I was wrecked by the end of the week, but a happy wrecked and sorry to see them go home. Riots? Forget Kreuzberg. A week in Berlin with six crazy Irish girls was always going to be riot. I'm sure they're already planning their next visit. Hoch fünf!


  1. no one wants anything from the turks and/or any part them of Europe,

    seems having the Turks in EU is like having a donkey fly a plane, it a bit it true. Are they a pack of donkeys, each and every single Turk !!!,,you can't handle six women... the muppet...why didn't you show him you man-boobs

    not that Eire is Europe in my view

    gorgeous Irish women they are

  2. Ciaran you are such a legend. This is brilliant and the rest of you blog is just as deadly.

    Your description of Berlin in the sunshine has not left my head... would love to get over again soon. Will defo get in contact if i get over again for the sequel...

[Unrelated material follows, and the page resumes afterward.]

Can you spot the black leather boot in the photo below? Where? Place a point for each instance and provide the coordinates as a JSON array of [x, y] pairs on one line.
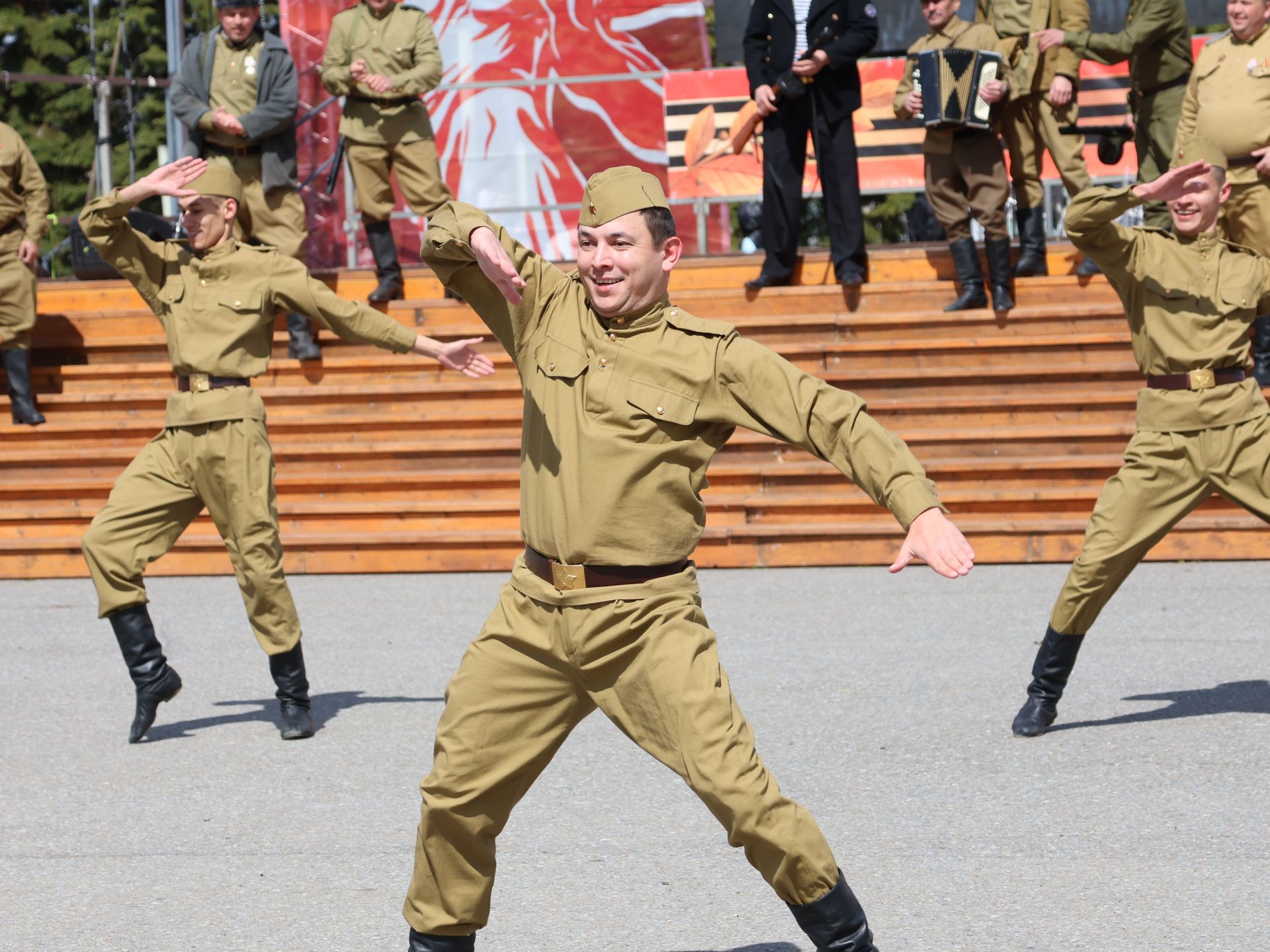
[[379, 237], [969, 274], [835, 922], [1050, 669], [419, 942], [999, 273], [157, 682], [302, 344], [22, 399], [288, 674], [1261, 350], [1032, 243]]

    Thanks again for your wonderful hospitality.

    The Sturdy Eye

  3. hey there! i found your blog on expat blogs. i'm going to berlin this week. i'm so psyched! i'm trying to figure out what to see where to go.

    "pubs never close"? define never! :)

    "You can't handle six women on your own!" haha that sounds pretty much like a "turkish knacker". they always make me laugh... from a distance.

    @anonymous: i doubt that you met each and every single turk on the planet. chances are, you just saw a couple (or dozen) of knackers in germany and decided to enlighten the world wide web with your generalizations. you sound irish and if you are, i'm disappointed.

  4. I have met every Turk!!, they were in my french class. Of course not, just pushing the envelope and nudging the PC bar off its rack..

    As sloper will tell ya
    all this dialogue here in this realm is light hearted noting heavy/serious/malevolent intended,generalizations included, I'm sorry but I'm not apologizing

  5. ah jokes. yeah. calling an entire nation (each and every single one of them) a pack of donkeys is not light hearted. nor is it nothing heavy/serious/malevolent. i have lots of irish friends, i like the irish and your attitude just disappointed me. i don't need you to apologize, i just wanted you to know. i will not discuss any further.

  6. Sturdy Eye - You're more than welcome! Will look forward to your next visit.

    Person who is not my Freud - Pubs never close as in there are pubs open 24 hours in Berlin. They're usually pretty depressing though. Better to go to the pubs which at least have an opportunity to clean their toilets! Most of the action's on the streets though.
    You couldn't have picked a better week to come over (although I seem to say that every time visitors arrive). Karneval der Kulturen kicks off in Kreuzberg this Friday, going on for the whole weekend! Celebrating knackers and all their cultures from all over the world, Turkey included. It's always crazy and great fun.

    Anonymous - You're a muppet. You shouldn't apologise for not being sorry.

  7. i'll be there tomorrow! yaaay! i'm excited.

    what kind of action is there on the streets and which streets are these? (apart from the carnival, i'm gonna be there anyway)

    are there any pubs that you'd recommend?

  8. The streets in and around Friedrichshain are good, around Simon-Dach Straße which also has loads of café/bars. Or Mauerpark in Prenzlauer Burg always has something going on. Just go to the Spätkauf, pick up a couple of bottles of beer, and follow your nose or the sound of clinking bottles.
    I wouldn't dare recommend any pubs, but if you check out or you will get listings on all the concerts, events etc going on, many of them free.

  9. Hi I am a psychology student in Ireland and would love to use one of the images you have here in a study I am designing. Would that be ok, it's the picture of the girls smoking at the top of the page ( I need images of people smoking!) Thanks

  10. Hey 1, I'm sure that's fine, but only one of them is actually smoking. But yeah, work away. I'm always willing to help psychology students in distress.